A primeira é que as relações serão cada vez mais fluidas. O mercado publicitário, já marcado por alta rotatividade e informalidade em alguns segmentos, tende a se fragmentar ainda mais. Com a IA barateando processos como criação e produção de peças, redação de textos ou análise inicial de dados, muitas agências e anunciantes reduzem equipes fixas e recorrem a freelancers ou squads temporários. Isso fortalece modelos de trabalho por projeto, contratos flexíveis e até parcerias globais via plataformas digitais. A tradicional estrutura piramidal cede espaço a equipes mais horizontais, enxutas e modulares.

Uma segunda tendência que essa transformação coloca diante dos profissionais – sejam eles jovens ou mais experientes – diz respeito às novas habilidades exigidas. Em qualquer estágio da carreira, a exigência vai além do domínio criativo. Serão necessárias competências que alinhem também:

  1. Letramento em IA, curadoria criativa e crítica: aqui o olhar humano é, pelo menos por enquanto, imprescindível;
  2. Gestão de dados e métricas para poder interpretar resultados e transformá-los em insights estratégicos.
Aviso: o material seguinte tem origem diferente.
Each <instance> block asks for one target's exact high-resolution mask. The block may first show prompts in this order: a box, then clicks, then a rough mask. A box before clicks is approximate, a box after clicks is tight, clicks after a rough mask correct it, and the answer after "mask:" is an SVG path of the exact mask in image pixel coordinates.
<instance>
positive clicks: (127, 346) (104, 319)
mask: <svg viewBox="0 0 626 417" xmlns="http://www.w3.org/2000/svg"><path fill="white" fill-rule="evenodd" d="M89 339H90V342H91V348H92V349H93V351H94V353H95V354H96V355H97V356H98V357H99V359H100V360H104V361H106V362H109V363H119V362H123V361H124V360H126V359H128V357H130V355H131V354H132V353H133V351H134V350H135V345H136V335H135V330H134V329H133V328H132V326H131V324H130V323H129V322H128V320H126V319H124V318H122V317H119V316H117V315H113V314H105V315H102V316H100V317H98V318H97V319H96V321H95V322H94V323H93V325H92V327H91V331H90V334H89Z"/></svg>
Afinal, a palavra de ordem é eficiência;
  3. Habilidades socioemocionais para poder “vender” da melhor maneira os projetos, negociar e desenvolver a tão necessária visão crítica — capacidades que a IA ainda não consegue replicar.
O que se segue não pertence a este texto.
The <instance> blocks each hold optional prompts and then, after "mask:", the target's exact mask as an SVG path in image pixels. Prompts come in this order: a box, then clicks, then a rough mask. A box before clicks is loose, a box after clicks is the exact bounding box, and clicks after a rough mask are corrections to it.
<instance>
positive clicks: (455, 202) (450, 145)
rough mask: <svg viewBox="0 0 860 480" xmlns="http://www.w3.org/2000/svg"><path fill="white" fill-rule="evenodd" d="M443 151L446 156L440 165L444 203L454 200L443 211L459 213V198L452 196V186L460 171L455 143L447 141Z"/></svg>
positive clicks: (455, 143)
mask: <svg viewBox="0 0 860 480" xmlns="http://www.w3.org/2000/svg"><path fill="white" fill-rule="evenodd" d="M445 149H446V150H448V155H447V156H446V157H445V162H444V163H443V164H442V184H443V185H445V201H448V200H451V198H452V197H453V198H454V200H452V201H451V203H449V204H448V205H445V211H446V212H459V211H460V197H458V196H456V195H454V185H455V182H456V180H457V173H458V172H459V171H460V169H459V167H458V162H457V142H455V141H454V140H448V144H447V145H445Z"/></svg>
Uma terceira camada de impacto é como toda essa mudança nas relações de trabalho afeta os profissionais mais sêniores. Se os jovens enfrentam o desafio de se diferenciar em um mercado mais saturado, os mais experientes vivem uma outra tensão: como se manter relevantes em meio a uma tecnologia que parece “acelerar” a carreira dos mais novos.
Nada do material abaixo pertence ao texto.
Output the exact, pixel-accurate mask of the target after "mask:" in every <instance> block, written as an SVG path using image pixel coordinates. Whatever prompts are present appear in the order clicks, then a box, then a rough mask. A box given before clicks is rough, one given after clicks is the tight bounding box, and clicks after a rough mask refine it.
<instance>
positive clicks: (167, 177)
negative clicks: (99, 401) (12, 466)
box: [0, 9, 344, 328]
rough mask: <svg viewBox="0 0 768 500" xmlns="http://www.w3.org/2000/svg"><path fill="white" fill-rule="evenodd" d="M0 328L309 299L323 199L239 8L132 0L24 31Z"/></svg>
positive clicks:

Algumas implicações dessa apreensão passam pela necessidade de reposicionamento do papel dos líderes, que deixam de ser gestores tradicionais para atuarem como orquestradores de talentos e tecnologias, mediando a relação entre máquinas e pessoas.

O risco da obsolescência é real: aqueles que resistirem a adotar novas ferramentas podem perder espaço para perfis híbridos — profissionais mais jovens, porém já fluentes em IA, capazes de entregar com mais agilidade. Aí que entra a chamada experiência estratégica. A senioridade continua essencial nas tomadas de decisões, especialmente as mais complexas e que exigem visão de longo prazo. A diferença é que a autoridade agora não vem apenas da experiência acumulada, mas da capacidade de integrar essa bagagem a novas formas de trabalho e tecnologia.

Esse reposicionamento exige uma transição de modelo mental – do controle centralizado para a mentoria e curadoria. Os profissionais mais sêniores passam a ser menos “executores” e mais “guias” no processo criativo e estratégico.

Em meio a notícias frequentes de demissõs em massa, convergência entre EAD em expansão e IA em ascensão, o futuro das relações no mercado de comunicação não passa apenas em saber quantos profissionais estarão disponíveis, mas em como eles se relacionarão com o trabalho.

São urgentes e necessárias mudanças também na oferta dos cursos de formação, desde os de graduação, que precisam ser redesenhados para diminuírem as lacunas entre o que se aprende nos cursos mais genéricos e menos práticos e o que o mercado demanda. E na ponta das atualizações constantes para os profissionais que já estão no mercado, com a tão necessária jornada de life long learning, é fundamental a adaptabilidade para que possam ser mediadores entre criatividade humana e eficiência algorítmica.